What you need to know:

  • Globally, the Covid-19 pandemic is escalating rapidly.  Those who test positive for the virus experience symptoms such as breathlessness, cough, myalgia, and fever. The mortality risk is especially high among those with existing illness and multimorbidity.

As Uganda continues to register more cases of Covid-19 coupled with rising death tolls, the relief of suffering, supporting complex decision making, and managing clinical uncertainty are key attributes of palliative care and essential components of the response to epidemics and pandemics. 

Globally, the Covid-19 pandemic is escalating rapidly.  Those who test positive for the virus experience symptoms such as breathlessness, cough, myalgia, and fever. The mortality risk is especially high among those with existing illness and multimorbidity.

A pandemic can lead to a surge in demand for health care services, including palliative and end-of-life care.  These services must respond rapidly, adopting new ways of working as resources are suddenly stretched beyond their normal bounds.

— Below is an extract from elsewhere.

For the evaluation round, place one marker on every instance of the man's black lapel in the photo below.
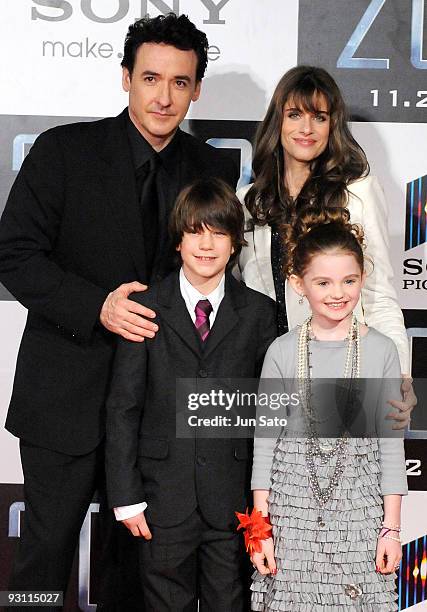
(175, 314)
(227, 317)
(120, 189)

 Worldwide palliative care is seen as an essential part of universal health coverage. This implies that for hospital teams, this involves putting in place protocols for symptom control and training no specialists in their use.
 
Hospice services may see a shift in need and should be prepared to focus their resources on community provision. 
Although the importance of palliative care in response to pandemics is indispensable, in Uganda, this is not extensively reflected in Covid-19 management plans for many hospitals.  There are still gaps particularly around the role of palliative care teams. 

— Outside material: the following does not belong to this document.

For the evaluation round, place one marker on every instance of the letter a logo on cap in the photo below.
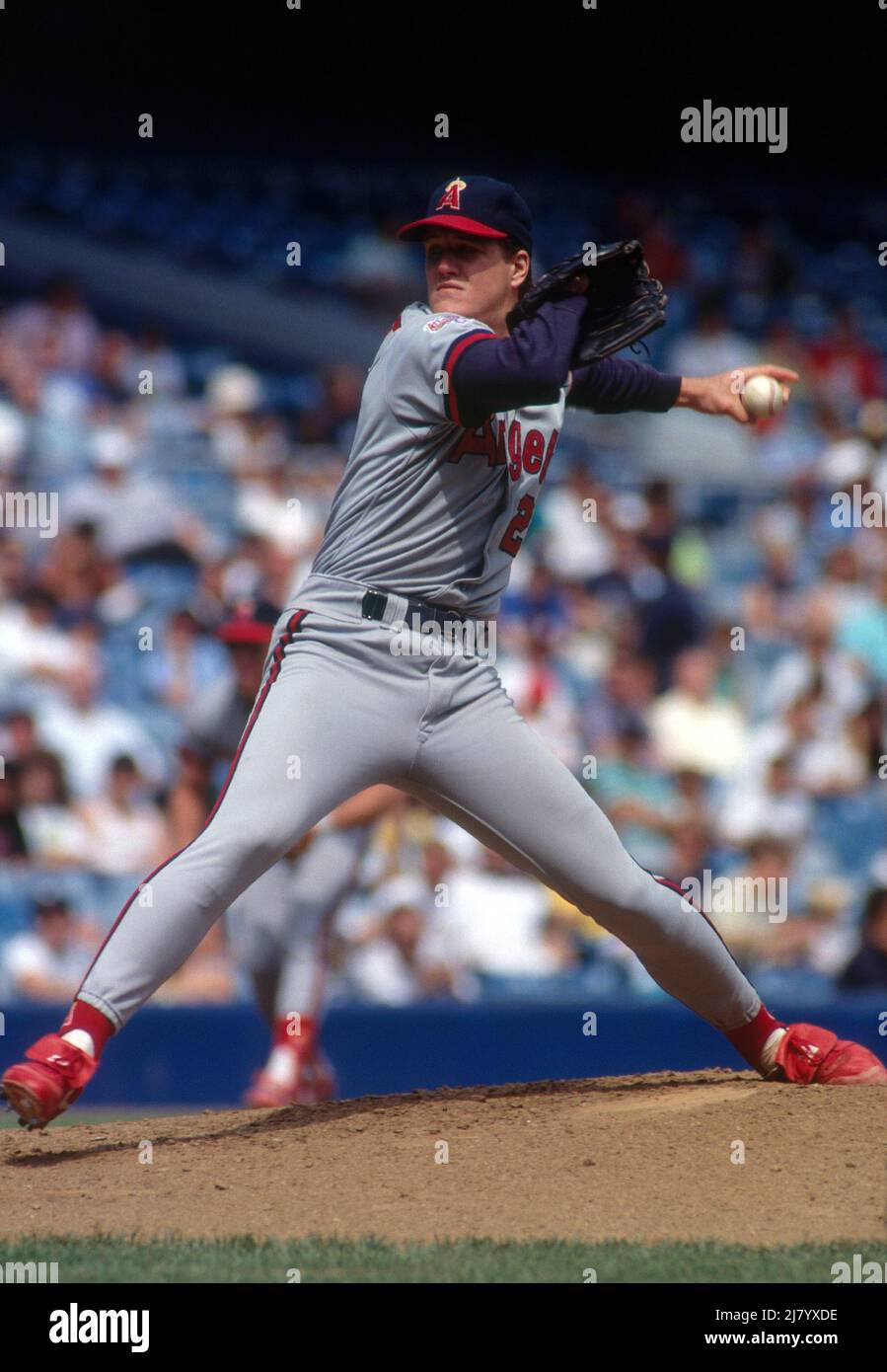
(450, 199)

There is also relatively little data on provision of palliative care in community settings, although the Ministry of Health has shifted its focus on management of Covid-19 patients from in patient care to community/home-based care due to overwhelming numbers of patients amid limited facilities.
 
Community palliative care can facilitate advance care planning and symptom control, and helps prevent hospital admissions among people near the end of life. However, the rapid escalation of breathlessness in patients with Covid-19 who develop acute respiratory distress syndrome may make this challenging. 

Severe breathlessness and respiratory disease are both known to be associated with increased hospital admissions at the end of life.  Therefore, rapid community response may be needed to manage advanced disease in Covid-19 if people are to remain at home.
 It should be observed that providing palliative care in pandemics can be compromised by the hostile environment, infection control mechanisms, and extreme pressure on services. 

In addition, the family unit of care may be disrupted. Even so, provision of palliative care is an ethical imperative for those unlikely to survive and may have the advantage of diverting dying people away from overburdened hospitals as well as providing the care that people want. 
Pandemics introduce complex ethical challenges concerning allocation of scarce resources, and palliative care teams are well placed to help patients and carers discuss preferences and make advance care plans.

It is important for government to  know that hospice and palliative care services can mitigate against this by maintaining the ability to respond rapidly and flexibly, ensuring protocols for symptom management and psychological support are available, among others.

By Denis Opio
The writer is a palliative Care Specialist.